June 20, 2005 The web is a wonderful resource and it yields many fabulous tools for the betterment of mankind. This is such a tool - it's free software to assist people in making informed decisions about energy projects. The new CHP Project Analysis Model can be used world-wide to easily evaluate the energy production, life-cycle costs and greenhouse gas emissions reduction for combined heat & power projects. It can be used to evaluate multiple applications including: power; heating; cooling; single buildings or multiple buildings; industrial processes; communities; district heating and district cooling. ... and did we say it's free ... tell your friends (form at the bottom of the article)- and can be downloaded free-of-charge here.

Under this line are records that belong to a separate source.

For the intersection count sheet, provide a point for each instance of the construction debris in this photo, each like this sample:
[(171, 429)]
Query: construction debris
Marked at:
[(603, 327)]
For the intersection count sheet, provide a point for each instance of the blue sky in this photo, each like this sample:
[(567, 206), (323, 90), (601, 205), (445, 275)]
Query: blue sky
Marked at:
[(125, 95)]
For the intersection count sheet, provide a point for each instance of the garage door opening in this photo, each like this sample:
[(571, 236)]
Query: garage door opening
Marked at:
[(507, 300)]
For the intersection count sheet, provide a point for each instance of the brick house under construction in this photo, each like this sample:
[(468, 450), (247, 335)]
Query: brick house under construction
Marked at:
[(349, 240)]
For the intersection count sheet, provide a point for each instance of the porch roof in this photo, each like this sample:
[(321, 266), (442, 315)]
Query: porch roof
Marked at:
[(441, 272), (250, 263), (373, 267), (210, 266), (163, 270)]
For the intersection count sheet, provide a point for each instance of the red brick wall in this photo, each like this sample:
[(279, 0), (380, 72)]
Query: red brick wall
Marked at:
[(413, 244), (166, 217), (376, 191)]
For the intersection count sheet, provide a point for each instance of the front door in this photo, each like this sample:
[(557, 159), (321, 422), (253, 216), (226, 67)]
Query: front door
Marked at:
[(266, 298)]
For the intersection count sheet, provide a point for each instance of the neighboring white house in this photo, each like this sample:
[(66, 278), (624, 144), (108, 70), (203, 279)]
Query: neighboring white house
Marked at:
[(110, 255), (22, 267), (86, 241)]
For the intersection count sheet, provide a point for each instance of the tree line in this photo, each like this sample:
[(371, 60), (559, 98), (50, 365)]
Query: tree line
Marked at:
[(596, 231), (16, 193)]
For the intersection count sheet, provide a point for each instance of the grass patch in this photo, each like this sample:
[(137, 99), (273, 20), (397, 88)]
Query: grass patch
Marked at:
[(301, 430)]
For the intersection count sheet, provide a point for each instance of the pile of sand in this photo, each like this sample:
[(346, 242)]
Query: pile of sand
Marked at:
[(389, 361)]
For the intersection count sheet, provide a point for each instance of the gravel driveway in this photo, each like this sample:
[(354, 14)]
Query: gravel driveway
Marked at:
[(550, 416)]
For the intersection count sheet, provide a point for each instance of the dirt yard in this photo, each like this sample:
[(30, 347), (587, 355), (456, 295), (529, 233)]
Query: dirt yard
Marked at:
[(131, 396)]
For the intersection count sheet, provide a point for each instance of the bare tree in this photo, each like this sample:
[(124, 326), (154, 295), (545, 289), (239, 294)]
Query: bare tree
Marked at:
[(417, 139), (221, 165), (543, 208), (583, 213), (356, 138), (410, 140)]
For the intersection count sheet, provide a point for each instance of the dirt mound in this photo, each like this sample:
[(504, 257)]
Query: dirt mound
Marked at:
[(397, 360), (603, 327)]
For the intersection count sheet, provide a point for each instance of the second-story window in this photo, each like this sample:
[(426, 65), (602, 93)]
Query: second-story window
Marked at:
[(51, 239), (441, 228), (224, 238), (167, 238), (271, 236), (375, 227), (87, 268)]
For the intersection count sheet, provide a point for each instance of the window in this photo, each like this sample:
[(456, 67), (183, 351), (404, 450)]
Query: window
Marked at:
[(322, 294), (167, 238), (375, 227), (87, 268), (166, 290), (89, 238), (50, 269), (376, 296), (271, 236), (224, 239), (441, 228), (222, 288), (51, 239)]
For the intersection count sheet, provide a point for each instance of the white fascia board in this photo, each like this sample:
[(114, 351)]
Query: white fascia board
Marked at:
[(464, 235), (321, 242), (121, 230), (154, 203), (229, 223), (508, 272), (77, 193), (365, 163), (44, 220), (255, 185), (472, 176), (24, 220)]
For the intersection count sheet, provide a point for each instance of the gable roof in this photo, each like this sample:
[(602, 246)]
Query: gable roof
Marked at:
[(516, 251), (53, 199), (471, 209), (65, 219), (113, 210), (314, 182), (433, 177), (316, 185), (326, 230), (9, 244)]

The CHP Project Analysis Model permits analysis with a wide range of renewable and non-renewable fuels (which can be used in parallel), including landfill gas, biomass, bagasse, biodiesel, hydrogen, natural gas, oil/diesel, coal, municipal waste, etc. These fuels can be evaluated using multiple types of power, heating and/or cooling equipment, including reciprocating engines, gas turbines, gas turbine - combined cycle, steam turbines, geothermal systems, fuel cells, wind turbines, hydro turbines, photovoltaic modules, boilers, heat pumps, biomass systems, heaters, furnaces, compressors, absorption chillers, etc., all working under various operating conditions (base load, intermediate load and/or peak load).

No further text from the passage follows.